I remember when you realized that you were a Muslim. You were tiny. You were sweet and round and friendly. It was at an event at school. Your schools so far have been English-language curriculum schools, and the student body came from more than 100 nationalities. One day the students had to identify their religion, and you came back “aware” of your religious identity. You took this identity very seriously. You began to ask me what you “had to do” to be a Muslim. I explained as best as I could the simple steps of knowing that the big Guy in the sky, who created the world, was really called Allah, and that hundreds of years ago, he had sent us his Messenger Mohammed with the Quran. I told you that we prayed five times a day, and I reminded you of Ramadan, when we would not eat all day until the evening.

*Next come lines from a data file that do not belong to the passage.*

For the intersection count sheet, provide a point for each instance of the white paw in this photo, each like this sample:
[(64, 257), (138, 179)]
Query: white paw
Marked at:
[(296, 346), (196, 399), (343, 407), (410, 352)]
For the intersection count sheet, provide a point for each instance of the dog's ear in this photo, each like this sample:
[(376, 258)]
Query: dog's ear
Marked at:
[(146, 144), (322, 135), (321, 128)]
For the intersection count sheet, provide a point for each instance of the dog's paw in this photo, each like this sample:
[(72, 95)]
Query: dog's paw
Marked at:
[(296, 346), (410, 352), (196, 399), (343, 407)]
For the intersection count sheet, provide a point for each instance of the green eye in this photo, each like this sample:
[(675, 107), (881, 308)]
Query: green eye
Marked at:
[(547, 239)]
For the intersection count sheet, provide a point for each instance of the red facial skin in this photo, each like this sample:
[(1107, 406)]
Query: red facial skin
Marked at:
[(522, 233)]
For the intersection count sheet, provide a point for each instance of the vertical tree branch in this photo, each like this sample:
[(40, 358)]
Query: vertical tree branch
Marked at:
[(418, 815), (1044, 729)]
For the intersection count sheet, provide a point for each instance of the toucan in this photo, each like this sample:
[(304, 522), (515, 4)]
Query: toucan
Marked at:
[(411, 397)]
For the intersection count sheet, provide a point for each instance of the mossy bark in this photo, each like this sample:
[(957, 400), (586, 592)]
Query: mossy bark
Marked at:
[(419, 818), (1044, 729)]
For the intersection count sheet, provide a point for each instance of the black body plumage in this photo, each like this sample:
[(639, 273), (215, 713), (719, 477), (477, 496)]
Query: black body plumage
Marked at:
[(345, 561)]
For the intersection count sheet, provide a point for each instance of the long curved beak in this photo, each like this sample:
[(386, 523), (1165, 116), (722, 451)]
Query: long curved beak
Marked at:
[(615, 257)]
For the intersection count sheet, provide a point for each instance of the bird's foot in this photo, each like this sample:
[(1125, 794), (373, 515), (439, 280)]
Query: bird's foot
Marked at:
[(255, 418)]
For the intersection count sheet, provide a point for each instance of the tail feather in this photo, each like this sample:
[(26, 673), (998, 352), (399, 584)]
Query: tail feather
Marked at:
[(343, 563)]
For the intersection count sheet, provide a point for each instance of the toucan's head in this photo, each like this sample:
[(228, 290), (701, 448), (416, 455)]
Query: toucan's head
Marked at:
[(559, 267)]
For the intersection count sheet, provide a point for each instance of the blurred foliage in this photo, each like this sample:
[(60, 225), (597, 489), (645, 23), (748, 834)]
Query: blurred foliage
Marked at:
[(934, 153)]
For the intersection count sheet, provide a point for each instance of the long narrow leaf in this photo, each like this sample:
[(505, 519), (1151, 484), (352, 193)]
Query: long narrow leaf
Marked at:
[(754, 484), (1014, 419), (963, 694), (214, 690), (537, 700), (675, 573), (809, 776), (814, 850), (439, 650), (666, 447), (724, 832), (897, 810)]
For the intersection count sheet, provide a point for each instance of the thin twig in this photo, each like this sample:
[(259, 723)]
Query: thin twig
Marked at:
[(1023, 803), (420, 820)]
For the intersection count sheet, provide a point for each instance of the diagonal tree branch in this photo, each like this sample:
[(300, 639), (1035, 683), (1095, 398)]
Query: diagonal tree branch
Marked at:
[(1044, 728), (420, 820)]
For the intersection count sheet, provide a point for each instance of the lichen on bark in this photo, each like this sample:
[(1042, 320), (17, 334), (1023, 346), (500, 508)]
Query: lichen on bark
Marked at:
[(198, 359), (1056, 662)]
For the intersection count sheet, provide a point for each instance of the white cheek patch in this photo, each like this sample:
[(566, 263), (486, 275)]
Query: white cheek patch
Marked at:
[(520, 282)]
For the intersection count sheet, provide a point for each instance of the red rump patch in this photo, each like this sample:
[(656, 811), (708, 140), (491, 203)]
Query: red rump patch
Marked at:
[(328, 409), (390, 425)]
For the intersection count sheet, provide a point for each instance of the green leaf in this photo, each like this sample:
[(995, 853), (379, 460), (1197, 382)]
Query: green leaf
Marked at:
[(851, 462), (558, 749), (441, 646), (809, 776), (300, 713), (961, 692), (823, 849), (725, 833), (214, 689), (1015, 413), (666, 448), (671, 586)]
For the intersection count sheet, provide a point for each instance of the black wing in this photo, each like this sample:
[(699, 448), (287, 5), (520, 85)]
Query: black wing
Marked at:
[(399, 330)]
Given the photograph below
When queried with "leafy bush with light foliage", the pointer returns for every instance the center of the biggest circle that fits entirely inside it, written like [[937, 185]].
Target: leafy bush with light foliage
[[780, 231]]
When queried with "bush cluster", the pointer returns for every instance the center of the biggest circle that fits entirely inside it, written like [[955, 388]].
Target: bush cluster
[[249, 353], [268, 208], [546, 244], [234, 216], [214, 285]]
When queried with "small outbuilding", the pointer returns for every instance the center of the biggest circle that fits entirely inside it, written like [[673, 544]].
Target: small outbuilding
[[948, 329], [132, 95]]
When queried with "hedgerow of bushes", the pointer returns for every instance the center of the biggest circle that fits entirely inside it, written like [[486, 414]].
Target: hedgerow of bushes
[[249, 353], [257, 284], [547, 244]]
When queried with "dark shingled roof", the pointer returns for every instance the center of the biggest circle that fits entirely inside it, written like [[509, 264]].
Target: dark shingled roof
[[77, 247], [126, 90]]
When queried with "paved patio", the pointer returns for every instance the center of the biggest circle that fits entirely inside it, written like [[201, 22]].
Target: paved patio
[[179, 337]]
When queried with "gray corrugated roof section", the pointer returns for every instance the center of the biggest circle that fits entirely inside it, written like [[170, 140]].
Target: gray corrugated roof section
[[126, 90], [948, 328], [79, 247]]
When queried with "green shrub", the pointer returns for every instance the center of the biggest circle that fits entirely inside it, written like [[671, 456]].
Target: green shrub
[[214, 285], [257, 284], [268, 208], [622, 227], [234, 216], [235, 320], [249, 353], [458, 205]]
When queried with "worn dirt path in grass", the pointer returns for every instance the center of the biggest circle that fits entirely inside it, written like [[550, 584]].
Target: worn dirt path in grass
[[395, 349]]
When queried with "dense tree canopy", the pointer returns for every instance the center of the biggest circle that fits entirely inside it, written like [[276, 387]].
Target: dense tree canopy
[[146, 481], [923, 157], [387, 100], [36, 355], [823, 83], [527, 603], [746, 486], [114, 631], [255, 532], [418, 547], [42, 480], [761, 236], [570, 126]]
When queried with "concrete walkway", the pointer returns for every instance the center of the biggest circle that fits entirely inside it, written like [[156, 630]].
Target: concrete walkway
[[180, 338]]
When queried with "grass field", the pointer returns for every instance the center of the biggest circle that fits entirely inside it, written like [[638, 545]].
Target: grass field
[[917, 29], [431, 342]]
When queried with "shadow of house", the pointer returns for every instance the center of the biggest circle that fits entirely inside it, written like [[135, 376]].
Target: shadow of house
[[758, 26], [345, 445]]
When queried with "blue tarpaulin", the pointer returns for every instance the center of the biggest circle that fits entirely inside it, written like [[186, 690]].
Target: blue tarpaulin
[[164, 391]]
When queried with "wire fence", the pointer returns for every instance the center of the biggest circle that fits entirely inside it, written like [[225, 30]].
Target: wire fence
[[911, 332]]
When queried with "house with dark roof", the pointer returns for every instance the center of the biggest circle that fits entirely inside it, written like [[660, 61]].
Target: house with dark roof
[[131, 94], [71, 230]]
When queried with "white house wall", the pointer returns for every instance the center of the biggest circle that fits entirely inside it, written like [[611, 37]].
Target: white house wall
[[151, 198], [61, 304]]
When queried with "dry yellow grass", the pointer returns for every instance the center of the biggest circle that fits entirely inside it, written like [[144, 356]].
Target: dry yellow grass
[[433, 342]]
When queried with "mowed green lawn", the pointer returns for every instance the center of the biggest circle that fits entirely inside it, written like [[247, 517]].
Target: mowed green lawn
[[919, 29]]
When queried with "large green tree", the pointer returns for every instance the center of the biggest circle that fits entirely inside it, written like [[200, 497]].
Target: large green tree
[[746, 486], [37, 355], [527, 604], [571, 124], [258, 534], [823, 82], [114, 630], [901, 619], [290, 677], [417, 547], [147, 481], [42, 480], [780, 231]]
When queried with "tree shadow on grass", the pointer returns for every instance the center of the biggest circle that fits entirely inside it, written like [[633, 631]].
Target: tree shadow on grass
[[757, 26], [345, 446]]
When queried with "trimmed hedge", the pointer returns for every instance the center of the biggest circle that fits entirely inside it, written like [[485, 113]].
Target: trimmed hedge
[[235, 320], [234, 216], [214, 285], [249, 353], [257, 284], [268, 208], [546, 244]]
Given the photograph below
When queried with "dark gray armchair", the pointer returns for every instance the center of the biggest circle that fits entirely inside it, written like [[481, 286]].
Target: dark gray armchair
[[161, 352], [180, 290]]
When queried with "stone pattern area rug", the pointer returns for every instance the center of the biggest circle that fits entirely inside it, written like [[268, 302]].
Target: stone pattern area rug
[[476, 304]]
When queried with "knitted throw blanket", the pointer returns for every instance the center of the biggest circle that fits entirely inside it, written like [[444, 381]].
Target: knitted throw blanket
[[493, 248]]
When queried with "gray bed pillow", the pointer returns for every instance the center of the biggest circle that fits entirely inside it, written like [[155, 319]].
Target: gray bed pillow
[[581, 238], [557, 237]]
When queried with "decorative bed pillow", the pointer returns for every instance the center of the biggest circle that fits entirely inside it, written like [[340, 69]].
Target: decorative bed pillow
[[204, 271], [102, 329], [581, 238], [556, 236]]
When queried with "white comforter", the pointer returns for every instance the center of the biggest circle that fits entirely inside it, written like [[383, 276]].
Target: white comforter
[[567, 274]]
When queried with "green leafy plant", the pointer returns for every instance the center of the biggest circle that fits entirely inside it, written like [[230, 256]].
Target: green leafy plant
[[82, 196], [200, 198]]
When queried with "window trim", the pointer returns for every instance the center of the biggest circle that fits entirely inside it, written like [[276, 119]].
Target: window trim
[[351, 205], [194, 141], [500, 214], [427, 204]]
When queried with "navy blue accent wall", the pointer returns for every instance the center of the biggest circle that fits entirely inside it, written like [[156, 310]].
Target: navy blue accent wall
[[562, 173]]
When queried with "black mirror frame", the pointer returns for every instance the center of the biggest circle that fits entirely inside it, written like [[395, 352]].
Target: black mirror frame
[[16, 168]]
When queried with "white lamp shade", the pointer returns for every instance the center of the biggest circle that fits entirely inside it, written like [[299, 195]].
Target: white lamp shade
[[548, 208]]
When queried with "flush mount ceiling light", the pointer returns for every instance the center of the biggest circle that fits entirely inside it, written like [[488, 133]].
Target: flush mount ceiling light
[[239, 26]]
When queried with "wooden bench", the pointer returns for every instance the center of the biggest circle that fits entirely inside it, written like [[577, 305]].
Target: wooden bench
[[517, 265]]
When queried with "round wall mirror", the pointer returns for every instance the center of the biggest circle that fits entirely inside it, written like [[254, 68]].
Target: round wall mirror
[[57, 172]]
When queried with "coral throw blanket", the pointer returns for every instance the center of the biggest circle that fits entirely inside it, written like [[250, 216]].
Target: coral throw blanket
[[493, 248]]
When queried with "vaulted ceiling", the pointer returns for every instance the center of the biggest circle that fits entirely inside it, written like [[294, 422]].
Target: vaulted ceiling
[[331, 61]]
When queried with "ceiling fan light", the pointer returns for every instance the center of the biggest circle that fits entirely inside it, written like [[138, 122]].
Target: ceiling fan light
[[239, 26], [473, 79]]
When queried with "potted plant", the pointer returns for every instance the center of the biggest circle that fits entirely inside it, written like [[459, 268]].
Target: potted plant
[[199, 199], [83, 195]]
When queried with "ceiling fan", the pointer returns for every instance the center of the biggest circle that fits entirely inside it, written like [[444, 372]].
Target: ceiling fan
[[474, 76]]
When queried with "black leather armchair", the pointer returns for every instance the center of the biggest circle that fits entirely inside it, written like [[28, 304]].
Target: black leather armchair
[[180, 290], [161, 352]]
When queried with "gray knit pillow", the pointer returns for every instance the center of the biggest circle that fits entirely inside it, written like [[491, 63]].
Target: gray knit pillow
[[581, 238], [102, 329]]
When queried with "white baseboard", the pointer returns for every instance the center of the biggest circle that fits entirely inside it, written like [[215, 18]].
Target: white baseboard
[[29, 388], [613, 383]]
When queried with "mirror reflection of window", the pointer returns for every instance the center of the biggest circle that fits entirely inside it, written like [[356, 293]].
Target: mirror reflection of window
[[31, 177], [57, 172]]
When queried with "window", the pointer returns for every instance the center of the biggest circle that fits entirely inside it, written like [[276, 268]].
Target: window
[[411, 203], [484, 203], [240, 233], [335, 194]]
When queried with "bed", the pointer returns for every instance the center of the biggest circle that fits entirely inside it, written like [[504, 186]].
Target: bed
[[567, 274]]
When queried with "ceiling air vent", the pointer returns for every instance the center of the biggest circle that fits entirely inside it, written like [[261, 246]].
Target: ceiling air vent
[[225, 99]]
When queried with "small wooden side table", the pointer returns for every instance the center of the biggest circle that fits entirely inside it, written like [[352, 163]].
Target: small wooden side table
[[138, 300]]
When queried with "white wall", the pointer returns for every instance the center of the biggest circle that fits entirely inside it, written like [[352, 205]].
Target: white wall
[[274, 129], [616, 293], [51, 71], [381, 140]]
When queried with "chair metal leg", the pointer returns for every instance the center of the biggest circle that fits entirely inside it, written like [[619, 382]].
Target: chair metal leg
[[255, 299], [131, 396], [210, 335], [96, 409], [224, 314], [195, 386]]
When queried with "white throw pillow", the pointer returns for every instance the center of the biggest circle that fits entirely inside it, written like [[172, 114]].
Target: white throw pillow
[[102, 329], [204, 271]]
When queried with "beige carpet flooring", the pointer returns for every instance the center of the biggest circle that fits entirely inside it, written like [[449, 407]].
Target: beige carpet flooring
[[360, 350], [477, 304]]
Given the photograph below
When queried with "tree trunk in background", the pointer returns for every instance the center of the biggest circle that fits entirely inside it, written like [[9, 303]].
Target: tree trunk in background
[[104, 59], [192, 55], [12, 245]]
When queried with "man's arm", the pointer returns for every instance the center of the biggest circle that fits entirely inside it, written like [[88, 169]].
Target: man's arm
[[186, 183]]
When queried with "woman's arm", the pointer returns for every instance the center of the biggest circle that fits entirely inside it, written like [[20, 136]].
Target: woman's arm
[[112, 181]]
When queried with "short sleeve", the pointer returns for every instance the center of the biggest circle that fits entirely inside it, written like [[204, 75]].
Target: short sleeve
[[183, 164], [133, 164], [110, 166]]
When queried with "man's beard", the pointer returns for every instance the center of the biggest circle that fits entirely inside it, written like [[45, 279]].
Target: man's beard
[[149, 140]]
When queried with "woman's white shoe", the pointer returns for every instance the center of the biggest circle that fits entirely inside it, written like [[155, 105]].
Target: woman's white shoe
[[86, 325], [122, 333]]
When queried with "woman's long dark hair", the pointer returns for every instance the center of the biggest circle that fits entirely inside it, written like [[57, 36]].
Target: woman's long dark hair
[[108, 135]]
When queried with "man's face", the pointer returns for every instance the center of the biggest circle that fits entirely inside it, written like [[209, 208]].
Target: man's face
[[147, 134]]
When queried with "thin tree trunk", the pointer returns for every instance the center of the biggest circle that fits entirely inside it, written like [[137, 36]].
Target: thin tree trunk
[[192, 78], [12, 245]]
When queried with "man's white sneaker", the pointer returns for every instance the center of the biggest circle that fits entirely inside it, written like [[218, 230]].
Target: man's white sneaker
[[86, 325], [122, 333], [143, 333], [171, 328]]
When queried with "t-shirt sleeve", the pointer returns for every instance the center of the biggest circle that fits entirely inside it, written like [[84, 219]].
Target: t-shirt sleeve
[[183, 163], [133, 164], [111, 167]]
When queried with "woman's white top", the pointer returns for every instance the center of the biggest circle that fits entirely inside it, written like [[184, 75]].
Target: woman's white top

Soon you were coming back from school telling me what I had to do to be a “good Muslim.” It seems your Arabic teacher and his colleague, your religious studies teacher, had a better idea of what being a Muslim meant. You became a little aggressive, and I began to realize that your mother and I were not the only ones bringing you up. I saw that we had competition for your attention. I panicked a little. I had images of you running away to Syria to fight in a war where people would exploit your good nature. I imagined you cutting yourself off from us, your family, because we were not strict enough Muslims according to the standards that you had picked up from these so-called teachers of yours. I had the urge to go to your school and punch them and tell them they had no right to teach you these things.
Instead, I spoke to your mother repeatedly and at length. She is seven years younger than me and grew up three streets away from where I lived with my siblings. Unlike me, both her parents are from the same town in the Emirates—Al Ain. Her upbringing was more uniformly Arab and Muslim than mine could have been, given that my mother is Russian and descended from Orthodox clergymen. Your mother had also been through similar experiences. I know because we had gone to the same school. It was not that we were taught to hate groups of people in a formal way. It was the offhand comments that a teacher would make, or the playground gossip about the Jews or the Shia sect of Islam. The assumption was that you could condemn people you had never met, and who had themselves never done anything wrong. Your mother was, and is, adamant, as am I, that we are not going to let our children be educated to hate.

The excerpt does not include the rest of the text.